The search quality problem can also be extended to examine both search quality and information coverage. One of the solutions is called Term Relevance Sets (Trels), which is a generic method for measuring the quality of the results returned by the SE. Generally, Trels consist of a list of terms believed to be relevant for a particular query as well as a list of irrelevant terms for that query. Trels measure the quality of returned results based on the results' content (appearance of some terms), rather than on the presence of certain documents in the top results. This allows for a very flexible evaluation tool that does not depend on the existence of certain documents within the collection and is thus insensitive to index changes.

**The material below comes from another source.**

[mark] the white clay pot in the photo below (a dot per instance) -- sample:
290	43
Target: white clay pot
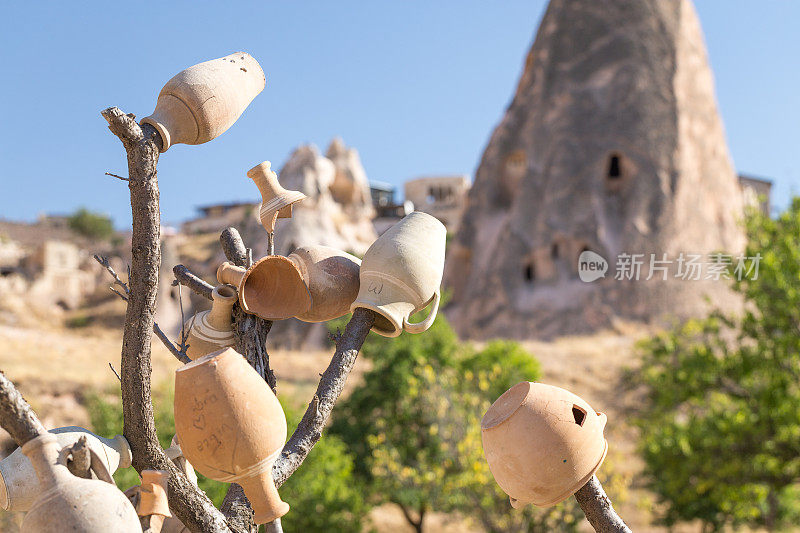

For example, if a document is found by the crawler and is indexed in one week, but the next version of the index contains a different document with identical content (a duplicate), the Trels-based measurements will not be affected.
These tools for sanity checks will be calculated by the utility in regular intervals (hourly, daily, monthly, etc.) to provide a simple overall warning within the utility set of tools.
The invention can take the form of an entirely hardware embodiment, an entirely software embodiment or an embodiment containing both hardware and software elements. In a preferred embodiment, the invention is implemented in software, which includes but is not limited to firmware, resident software, microcode, etc.
The invention can take the form of a computer program product accessible from a computer-usable or computer-readable medium providing program code for use by or in connection with a computer or any instruction execution system. For the purposes of this description, a computer usable or computer readable medium can be any apparatus that can contain, store, communicate, propagate, or transport the program for use by or in connection with the instruction execution system, apparatus or device.
The medium can be an electronic, magnetic, optical, electromagnetic, infrared, or semiconductor system (or apparatus or device) or a propagation medium. Examples of a computer-readable medium include a semiconductor or solid state memory, magnetic tape, a removable computer diskette, a random access memory (RAM), a read only memory (ROM), a rigid magnetic disk and an optical disk. Current examples of optical disks include compact disk read only memory (CD-ROM), compact disk read/write (CD-R/W), and DVD.
Improvements and modifications can be made to the foregoing without departing from the scope of the present invention.